Not only are the wetlands around Corop important for Brolgas but they also provide habitat for more than 60 other waterbird species. Quite a few of these are also threatened with extinction. Others are migratory shorebirds (waders), which come from other countries to visit Australia, like the Red-necked Stint that comes from Siberia each year to spend summer here. Wetlands with open mudflats are essential for many of these migratory shorebirds. Large remnant Canegrass (Eragrostis australasica) wetlands (which often have Lignum, Spike-rushes or Cumbungi present as well), like One Tree and Two Tree Swamps, not only provide breeding habitat for Brolgas but also support other rare or threatened birds that are dependent on wetlands. Last year, such species included Australasian Bittern, Glossy Ibis, Royal Spoonbill, Freckled Duck, Blue-billed Duck, Gull-billed Tern, Caspian Tern and White-bellied Sea-Eagle. In fact, the Corop wetlands are comparable to the well-known and internationally recognised Macquarie Marshes in NSW.

In July last year Lake Cooper [2000] supported at least 320 Double-banded Plovers, a species that only breeds in New Zealand and winters in Australia. This is a nationally significant count, representing greater than 1% of the entire population wintering in Australia.
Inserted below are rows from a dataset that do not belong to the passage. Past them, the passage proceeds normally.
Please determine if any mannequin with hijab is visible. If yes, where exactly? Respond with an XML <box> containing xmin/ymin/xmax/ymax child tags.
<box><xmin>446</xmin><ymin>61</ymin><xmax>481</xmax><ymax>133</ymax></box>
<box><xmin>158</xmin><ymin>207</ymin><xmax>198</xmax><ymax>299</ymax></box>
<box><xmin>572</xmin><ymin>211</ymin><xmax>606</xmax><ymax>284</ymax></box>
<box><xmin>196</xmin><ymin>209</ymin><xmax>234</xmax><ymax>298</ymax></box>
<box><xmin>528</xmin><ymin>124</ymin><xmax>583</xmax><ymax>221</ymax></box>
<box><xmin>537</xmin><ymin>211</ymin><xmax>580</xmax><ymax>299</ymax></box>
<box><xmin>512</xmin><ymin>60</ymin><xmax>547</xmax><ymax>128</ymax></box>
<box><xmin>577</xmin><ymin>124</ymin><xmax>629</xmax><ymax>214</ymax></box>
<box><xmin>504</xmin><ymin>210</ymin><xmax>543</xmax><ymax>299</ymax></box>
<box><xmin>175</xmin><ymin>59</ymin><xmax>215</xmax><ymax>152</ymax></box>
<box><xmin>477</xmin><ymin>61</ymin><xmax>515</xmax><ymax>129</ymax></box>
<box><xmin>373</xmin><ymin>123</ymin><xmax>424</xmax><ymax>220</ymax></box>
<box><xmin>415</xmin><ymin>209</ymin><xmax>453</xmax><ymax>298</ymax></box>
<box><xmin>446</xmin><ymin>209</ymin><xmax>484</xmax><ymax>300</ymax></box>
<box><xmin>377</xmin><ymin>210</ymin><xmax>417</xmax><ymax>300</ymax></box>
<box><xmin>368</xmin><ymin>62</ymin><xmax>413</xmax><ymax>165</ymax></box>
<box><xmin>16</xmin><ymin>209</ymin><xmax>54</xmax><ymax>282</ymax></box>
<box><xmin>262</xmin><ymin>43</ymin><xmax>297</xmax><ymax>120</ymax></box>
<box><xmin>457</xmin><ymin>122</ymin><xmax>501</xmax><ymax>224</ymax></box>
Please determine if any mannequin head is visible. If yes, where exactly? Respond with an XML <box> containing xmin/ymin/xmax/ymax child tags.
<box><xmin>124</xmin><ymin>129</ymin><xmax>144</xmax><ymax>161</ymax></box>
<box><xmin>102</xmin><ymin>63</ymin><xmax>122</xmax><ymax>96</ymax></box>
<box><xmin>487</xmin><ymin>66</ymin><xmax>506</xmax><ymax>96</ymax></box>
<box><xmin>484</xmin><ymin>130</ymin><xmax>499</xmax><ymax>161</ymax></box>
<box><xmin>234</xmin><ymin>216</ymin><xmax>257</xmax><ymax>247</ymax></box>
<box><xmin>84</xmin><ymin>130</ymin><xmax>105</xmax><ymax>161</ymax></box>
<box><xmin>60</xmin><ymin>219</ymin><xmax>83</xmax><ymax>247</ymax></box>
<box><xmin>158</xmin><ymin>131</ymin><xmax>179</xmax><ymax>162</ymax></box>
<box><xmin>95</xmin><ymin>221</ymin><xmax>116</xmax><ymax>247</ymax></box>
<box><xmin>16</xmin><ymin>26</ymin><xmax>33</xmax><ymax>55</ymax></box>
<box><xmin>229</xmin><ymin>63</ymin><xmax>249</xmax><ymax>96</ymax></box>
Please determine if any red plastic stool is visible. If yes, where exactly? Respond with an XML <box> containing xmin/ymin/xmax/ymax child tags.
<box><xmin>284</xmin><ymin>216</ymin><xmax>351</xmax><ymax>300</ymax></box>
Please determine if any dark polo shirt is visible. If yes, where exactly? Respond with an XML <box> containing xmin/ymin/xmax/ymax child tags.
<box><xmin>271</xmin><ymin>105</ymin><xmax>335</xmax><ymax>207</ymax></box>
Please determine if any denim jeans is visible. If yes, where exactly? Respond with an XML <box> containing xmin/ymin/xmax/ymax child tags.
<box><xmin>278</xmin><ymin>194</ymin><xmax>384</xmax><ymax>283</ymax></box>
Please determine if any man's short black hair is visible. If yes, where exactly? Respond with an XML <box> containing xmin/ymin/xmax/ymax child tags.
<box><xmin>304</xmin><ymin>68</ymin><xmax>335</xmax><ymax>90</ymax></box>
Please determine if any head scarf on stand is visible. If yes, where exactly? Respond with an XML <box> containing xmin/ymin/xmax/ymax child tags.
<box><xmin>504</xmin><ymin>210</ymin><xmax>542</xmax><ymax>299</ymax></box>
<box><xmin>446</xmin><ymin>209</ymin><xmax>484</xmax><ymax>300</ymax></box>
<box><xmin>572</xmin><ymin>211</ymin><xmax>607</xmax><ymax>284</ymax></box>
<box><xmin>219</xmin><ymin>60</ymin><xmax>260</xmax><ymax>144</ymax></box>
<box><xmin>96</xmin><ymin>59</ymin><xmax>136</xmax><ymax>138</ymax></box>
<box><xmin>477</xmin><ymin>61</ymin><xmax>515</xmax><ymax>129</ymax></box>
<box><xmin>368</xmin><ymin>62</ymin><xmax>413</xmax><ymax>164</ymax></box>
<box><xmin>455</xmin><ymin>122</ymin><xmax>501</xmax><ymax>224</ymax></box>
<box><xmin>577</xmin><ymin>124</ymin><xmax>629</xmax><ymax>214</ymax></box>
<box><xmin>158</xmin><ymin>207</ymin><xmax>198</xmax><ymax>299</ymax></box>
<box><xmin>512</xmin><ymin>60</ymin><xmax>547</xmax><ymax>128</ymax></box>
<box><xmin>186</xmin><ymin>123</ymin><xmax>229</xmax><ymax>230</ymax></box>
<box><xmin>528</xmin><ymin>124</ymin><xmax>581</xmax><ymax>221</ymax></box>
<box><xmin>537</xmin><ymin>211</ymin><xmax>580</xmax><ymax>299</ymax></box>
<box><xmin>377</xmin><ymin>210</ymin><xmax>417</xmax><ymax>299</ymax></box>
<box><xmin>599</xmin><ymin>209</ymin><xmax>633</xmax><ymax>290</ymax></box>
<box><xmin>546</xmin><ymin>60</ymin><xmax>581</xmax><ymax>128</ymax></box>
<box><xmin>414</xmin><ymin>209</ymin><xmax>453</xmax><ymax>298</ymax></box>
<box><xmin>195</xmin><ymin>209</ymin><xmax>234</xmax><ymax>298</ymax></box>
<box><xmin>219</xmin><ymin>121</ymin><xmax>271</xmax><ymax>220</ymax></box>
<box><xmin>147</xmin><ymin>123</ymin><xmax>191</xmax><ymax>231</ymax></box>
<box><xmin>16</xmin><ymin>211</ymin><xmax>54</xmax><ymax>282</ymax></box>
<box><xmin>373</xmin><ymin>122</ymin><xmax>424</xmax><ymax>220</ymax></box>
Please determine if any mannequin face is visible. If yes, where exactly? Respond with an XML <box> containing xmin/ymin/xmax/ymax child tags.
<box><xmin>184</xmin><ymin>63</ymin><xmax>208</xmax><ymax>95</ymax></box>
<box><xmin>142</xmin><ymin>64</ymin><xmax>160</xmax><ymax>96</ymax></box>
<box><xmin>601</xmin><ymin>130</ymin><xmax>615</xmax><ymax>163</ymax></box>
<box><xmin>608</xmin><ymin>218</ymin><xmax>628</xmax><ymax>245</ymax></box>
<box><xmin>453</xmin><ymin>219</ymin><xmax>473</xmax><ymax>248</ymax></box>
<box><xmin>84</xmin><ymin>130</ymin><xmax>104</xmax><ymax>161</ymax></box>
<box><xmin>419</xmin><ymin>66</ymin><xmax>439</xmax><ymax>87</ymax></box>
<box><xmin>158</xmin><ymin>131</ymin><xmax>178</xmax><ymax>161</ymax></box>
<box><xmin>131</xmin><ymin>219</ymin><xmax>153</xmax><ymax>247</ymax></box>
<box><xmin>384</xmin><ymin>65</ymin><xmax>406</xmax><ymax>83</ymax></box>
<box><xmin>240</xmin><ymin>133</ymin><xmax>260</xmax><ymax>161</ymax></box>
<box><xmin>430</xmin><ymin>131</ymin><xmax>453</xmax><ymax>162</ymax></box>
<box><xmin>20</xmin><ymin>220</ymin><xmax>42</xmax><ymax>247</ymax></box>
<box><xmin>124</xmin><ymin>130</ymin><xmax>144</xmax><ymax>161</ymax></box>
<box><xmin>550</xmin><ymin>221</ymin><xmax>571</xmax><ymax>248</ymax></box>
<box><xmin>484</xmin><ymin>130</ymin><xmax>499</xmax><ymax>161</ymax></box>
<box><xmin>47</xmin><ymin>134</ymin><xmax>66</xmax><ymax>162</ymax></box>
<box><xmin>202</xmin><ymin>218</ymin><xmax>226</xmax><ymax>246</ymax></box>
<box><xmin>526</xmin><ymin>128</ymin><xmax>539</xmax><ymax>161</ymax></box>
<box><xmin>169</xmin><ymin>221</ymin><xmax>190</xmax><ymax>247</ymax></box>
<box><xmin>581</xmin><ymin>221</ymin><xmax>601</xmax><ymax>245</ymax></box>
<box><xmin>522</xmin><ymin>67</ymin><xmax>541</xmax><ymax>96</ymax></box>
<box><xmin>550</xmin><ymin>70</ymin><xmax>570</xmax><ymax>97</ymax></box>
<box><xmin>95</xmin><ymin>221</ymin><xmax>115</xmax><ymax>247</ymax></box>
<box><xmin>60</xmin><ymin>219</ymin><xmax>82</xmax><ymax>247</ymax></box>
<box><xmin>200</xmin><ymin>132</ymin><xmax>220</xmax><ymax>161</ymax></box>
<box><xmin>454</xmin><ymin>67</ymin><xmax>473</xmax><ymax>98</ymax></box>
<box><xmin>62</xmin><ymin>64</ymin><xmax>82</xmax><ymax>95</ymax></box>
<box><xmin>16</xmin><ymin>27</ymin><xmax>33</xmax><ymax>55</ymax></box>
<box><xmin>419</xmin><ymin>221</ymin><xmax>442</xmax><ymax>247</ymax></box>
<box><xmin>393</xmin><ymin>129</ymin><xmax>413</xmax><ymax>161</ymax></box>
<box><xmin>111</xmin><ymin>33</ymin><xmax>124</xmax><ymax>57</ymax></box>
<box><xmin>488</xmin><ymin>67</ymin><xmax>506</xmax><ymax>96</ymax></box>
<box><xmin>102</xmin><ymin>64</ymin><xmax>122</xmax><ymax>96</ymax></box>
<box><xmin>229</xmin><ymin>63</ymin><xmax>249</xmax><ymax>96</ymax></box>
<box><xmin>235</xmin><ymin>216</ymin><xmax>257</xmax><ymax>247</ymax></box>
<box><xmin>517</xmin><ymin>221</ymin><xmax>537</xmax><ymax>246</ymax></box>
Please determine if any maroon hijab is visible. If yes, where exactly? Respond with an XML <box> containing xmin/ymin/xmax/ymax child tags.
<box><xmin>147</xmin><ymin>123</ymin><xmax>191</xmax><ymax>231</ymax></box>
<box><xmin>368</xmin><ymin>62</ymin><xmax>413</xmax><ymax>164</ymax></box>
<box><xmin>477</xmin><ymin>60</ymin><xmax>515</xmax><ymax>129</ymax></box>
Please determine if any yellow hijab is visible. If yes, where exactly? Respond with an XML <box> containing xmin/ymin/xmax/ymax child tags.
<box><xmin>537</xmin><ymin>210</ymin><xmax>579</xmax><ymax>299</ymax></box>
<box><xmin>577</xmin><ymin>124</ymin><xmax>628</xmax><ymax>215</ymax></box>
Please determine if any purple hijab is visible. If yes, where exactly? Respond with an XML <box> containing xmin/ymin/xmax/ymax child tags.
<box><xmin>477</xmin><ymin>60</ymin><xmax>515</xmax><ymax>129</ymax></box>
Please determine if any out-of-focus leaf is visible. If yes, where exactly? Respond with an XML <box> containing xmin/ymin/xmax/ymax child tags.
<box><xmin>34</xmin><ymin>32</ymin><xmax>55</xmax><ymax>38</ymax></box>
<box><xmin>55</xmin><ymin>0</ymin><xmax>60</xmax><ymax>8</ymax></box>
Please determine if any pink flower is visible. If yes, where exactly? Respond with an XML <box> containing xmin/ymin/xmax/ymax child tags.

It warrants the listing of Lake Cooper as a wetland of international significance under the RAMSAR wetland convention, which will be a great honour for region. More attention should be given to protecting the remaining wetlands in the region and developing appropriate water, grazing and fire regimes, couple with fox control programs. The wetlands around Corop are remarkably special and a wonderful asset to the local community and all Australians. They deserve our attention and require efforts to adequately protect and manage them for future generations. I am indebted to all those who have helped me with this study. Waterbrids are one thing but the Corop region also supports a wonderful community of kind people. Thanks for having me.